Second, there must be sufficient space and
flexibility for the regional governments to address their specific key issues
to improve their health statuses. While it is good to have budget programs like
DAK and deconcentration funds that aim to synchronize national targets
nationwide, the menu must not be set rigidly by the national government, at
least not at the activity or output level, but only at the outcome level.
For instance, the DAK are set mostly for
infrastructure, but not for recruitment of additional health workers or for
their incentives, which are more needed by a regency or municipality. Budget
for recruitment, wages and incentives are taken from other budget posts,
usually not under the authority of local governments. If the outcome is to
improve nutritional status, would it be more effective to educate mothers on
how to utilize locally available foods or to build therapeutic feeding centers
and the subsequent procurements?
Third, an emphasis must be given, again, to
improve local governments’ capacities to manage and implement health policies and
programs. What has mostly happened in Indonesia, in health, as well as in other
sectors, is a contradiction: most regions have low budget absorption, while
their health indicators are poor.
East Nusa Tenggara (NTT) province for
instance, is one of the provinces with the most health problems. Yet, the
absorption of the health budget was less than 50 percent of the allocation.
Lack of capacity of the local government to manage health programs and budget
must not cause a burden to the population that they have to serve. Identifying
gaps and areas for improvement in local governments will be the important first
step to improve their capacity. The role of the national government should also
be on facilitating cross-learning across the nation, because many regions have
been able to achieve good health outcomes.
Last but not least, it is important to bear in
mind that health statuses and outcomes are just the results of many other
factors.
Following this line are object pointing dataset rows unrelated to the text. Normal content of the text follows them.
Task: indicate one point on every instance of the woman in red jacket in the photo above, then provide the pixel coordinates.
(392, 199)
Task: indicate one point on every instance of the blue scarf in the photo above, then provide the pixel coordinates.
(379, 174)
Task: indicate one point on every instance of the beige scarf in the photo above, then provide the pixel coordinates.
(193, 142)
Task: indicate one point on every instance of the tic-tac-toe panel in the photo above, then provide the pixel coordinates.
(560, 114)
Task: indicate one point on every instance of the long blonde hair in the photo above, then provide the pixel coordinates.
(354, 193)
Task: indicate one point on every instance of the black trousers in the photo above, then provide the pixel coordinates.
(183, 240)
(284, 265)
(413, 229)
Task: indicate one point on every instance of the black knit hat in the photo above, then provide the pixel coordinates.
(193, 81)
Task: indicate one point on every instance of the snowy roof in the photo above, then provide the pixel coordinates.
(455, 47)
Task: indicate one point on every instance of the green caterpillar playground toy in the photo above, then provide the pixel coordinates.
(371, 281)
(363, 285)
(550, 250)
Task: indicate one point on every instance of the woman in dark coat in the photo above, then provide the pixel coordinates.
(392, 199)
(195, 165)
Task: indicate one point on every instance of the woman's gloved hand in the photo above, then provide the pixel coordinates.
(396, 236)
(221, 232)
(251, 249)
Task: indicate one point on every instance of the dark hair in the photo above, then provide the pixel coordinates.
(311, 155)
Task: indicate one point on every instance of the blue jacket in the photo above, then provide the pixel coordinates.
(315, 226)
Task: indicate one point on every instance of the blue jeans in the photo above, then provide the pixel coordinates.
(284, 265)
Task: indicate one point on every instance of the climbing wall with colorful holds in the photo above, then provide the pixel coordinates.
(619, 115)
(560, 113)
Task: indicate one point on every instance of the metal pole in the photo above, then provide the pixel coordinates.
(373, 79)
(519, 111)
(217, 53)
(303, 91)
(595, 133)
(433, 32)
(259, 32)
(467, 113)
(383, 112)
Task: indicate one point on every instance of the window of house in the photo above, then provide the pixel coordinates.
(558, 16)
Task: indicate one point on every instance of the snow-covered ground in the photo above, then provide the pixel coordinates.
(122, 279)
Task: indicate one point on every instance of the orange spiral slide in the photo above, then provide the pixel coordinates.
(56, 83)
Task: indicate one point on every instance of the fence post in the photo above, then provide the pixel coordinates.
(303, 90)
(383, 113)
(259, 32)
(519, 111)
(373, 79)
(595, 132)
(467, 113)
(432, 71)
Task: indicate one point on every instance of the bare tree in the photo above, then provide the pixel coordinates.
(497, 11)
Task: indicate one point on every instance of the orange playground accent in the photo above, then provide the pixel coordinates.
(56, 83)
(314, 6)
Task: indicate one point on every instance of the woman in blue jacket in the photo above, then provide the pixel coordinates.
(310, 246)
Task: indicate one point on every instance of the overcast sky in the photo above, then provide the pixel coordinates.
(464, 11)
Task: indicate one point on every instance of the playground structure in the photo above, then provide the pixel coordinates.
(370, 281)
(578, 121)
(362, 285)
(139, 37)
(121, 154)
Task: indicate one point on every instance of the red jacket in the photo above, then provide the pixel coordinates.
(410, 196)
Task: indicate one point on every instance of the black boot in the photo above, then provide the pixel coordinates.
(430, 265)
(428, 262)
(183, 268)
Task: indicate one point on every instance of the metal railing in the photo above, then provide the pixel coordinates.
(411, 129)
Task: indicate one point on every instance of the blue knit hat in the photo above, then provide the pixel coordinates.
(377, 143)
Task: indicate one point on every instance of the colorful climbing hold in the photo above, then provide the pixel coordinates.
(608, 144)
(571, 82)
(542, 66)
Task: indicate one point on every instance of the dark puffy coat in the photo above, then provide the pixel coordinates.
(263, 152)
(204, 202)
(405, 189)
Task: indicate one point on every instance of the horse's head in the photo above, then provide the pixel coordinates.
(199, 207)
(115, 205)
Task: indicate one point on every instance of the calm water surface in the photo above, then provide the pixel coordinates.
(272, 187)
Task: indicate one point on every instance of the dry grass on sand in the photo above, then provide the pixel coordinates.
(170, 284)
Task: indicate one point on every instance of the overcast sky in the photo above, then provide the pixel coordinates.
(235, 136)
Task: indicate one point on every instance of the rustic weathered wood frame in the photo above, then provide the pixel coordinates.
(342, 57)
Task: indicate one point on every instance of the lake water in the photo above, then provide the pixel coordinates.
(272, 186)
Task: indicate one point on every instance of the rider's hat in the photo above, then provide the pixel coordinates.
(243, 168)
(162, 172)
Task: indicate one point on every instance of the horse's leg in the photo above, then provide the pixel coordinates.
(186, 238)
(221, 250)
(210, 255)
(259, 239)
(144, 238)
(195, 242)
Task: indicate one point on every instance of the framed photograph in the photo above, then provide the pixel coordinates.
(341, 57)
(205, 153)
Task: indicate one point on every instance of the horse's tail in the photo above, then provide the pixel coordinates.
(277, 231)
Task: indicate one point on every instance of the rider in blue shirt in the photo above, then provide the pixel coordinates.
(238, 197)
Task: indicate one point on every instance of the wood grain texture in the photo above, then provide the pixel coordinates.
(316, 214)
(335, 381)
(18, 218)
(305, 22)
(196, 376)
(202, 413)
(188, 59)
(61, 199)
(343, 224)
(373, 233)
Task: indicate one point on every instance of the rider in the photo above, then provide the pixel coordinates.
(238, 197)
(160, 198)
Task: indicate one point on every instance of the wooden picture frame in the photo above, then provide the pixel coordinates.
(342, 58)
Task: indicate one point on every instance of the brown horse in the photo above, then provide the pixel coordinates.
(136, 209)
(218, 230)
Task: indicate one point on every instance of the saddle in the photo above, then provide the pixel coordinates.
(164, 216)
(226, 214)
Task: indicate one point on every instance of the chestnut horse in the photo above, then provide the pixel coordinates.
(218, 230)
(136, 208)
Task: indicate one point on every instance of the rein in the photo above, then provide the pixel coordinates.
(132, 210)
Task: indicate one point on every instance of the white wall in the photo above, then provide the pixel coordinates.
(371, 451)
Infrastructure, environment, educational levels, culture and tradition
and so on remain the influential underlying causes of health problems. Synergy
with other sectors is a must to approach health problems holistically. Synergy
is also needed to close the gap between different regions in Indonesia. If the
regencies with the lowest health statuses are able to catch up in some
significant indicators, they will cumulatively narrow the health inequality
between regions. As such, all Indonesians will enjoy a healthy and high quality
life, not just those who live in certain regions and those who come from
certain social segments.
_______________
Victoria Fanggidae
The writer is a program and research manager at Perkumpulan Prakarsa (Center for Welfare Studies), Jakarta, and a postgraduate from the University of Melbourne’s Development Studies Program.